Music Program and Bard Ethnomusicology Present
Wednesday, November 8, 2017
“On Social Dancing and Social Movements: Salsa and/as Resistance”
RKC room 103
A Lecture by Prof. Sydney Hutchinson (Syracuse University)Old-school salsa dura, the “hard” salsa of 1960s-70s New York, is widely celebrated by both scholars and fans as a music of resistance. New York Puerto Ricans and other Latino New Yorkers used the form to comment on and contest the harsh conditions of poverty, segregation, and neglect their communities were facing, both in lyrics and through musical sound. In contrast, salsa romántica, one term for the highly commercial “softer” sound that emerged in the 1980s, is frequently criticized as a depoliticized style with vacuous lyrics. Both fans and scholars often lament the demise of salsa dura as a disempowering turn in Latino music history – notwithstanding important critiques from feminist scholars like Francis Aparicio, who contends that the dura/romántica binary is a gendered one that disguises a preference for (hyper)masculine ways of playing and listening to music. If in fact romántica is a music of compliance, it would seem that salsa dura’s resistance is a thing of the past.

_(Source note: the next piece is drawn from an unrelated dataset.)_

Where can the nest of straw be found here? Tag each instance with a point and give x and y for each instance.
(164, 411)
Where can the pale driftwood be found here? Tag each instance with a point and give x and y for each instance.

In this paper, the author argues that salsa is still alive as a resistant practice, but that its resistance is today to be found more in the dance than the music. In fact, resistance is built in to the dance through the give-and-take of the partner hold as well as the Afrocentric bodily practices at its core. Dancers today use salsa to resist gender norms and ethnic stereotypes, and salsa has even cropped up in the past year at the center of protests in the US and the UK. So, while looking at salsa music alone might lead to a view of the genre as calcified and irrelevant, attention to the dance reveals a living and transforming tradition that enables masses of people to move, feel, and heal together in time.